A post WW2 attempt to build a racing car space frame was the Cisitalia D46 of 1946. This used two small diameter tubes along each side, but they were spaced apart by vertical smaller tubes, and so were not diagonalised in any plane. A year later, Porsche designed their Type 360 for Cisitalia. As this included diagonal tubes, it can be considered a true space frame and arguable the first mid-rear engined design.

The Maserati Tipo 61 of 1959 (Birdcage) is often thought of as the first but in 1949 Robert Eberan von Eberhorst designed the Jowett Jupiter exhibited at that year's London Motor Show; the Jowett went on to take a class win at the 1950 Le Mans 24hr. Later, TVR, the small British car manufacturers developed the concept and produced an alloy-bodied two seater on a multi tubular chassis, which appeared in 1949.

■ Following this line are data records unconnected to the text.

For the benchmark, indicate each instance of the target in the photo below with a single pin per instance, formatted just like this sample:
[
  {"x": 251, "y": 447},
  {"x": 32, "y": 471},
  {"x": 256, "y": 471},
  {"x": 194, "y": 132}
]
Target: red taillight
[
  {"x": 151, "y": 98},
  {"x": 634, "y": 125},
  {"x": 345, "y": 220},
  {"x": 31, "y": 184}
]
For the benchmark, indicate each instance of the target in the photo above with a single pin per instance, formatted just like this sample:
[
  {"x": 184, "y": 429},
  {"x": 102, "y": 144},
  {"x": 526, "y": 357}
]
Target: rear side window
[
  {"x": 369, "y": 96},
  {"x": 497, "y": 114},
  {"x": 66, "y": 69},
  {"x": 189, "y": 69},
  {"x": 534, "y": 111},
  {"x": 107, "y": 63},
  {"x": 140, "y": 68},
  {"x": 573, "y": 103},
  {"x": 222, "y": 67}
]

Colin Chapman of Lotus introduced his first 'production' car, the Mark VI, in 1952. This was influenced by the Jaguar C-Type chassis, another with four tubes of two different diameters, separated by narrower tubes. Chapman reduced the main tube diameter for the lighter Lotus, but did not reduce the minor tubes any further, possibly because he considered that this would appear flimsy to buyers. Although widely described as a space frame, Lotus did not build a true space frame chassis until the Mark VIII, with the influence of other designers, with experience from the aircraft industry.

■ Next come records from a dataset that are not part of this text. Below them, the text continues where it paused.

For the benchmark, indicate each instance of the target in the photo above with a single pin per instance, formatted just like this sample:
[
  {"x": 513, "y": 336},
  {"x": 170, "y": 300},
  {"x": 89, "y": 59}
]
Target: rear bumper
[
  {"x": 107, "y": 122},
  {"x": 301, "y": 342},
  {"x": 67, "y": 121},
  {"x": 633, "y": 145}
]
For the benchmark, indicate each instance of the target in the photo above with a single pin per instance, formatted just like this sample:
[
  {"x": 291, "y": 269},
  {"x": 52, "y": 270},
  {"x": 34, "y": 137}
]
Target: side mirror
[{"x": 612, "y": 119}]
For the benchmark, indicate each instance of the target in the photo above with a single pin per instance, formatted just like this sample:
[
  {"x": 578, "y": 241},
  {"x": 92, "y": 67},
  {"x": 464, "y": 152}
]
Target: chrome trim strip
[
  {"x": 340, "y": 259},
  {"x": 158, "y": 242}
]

A large number of kit cars, possibly the majority made in the UK, use space frame construction, because manufacture in small quantity requires only simple and inexpensive jigs, and it is relatively easy for an amateur designer to achieve good stiffness with a space frame. Generally the space frames are MIG welded, although the more expensive kits often use TIG welding, a slower and more highly skilled process. Many of these resemble the Lotus Seven in general outline and mechanical layout, however others are close replicas of the AC Cobra or Italian supercars, but some are original designs resembling no other vehicle. Often, considerable effort has been made by the designers to produce true space frames, with all points of significant load braced in 3 dimensions, resulting in strength and stiffness comparable to, or better than, typical production cars. Others are tube frames but not true space frames because they use relatively large diameter tubes, often curved, which are carrying bending loads, but due to the large diameter remain adequately rigid. However some inferior designs are not true space frames, because the tubes are carrying considerable bending loads.  This will result in considerable flexing due to dynamic loads, and ultimately fatigue fracture, a failure mechanism which is rare in a correctly designed true space frame. The reduced stiffness will also impair the handling.

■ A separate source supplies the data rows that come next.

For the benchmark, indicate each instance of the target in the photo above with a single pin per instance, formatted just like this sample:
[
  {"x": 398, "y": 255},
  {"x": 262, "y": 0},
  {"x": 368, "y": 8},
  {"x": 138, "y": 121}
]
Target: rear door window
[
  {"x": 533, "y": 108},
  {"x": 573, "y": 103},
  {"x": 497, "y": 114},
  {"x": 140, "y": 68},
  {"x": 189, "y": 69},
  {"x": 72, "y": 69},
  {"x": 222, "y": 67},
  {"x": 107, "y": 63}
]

A drawback of the space frame chassis is that it encloses much of the working volume of the car and can make access for both the driver and to the engine difficult. Some space frames have been designed with removable sections, joined by bolted pin joints. Such a structure had already been used around the engine of the Lotus Mark III.  Although somewhat inconvenient, an advantage of the space frame is that the same lack of bending forces in the tubes that allow it to be modelled as a pin-jointed structure also means that such a removable section need not reduce the strength of the assembled frame.

Motorcycles and bicycles 
Italian motorbike manufacturer Ducati extensively uses tube frame chassis on its models.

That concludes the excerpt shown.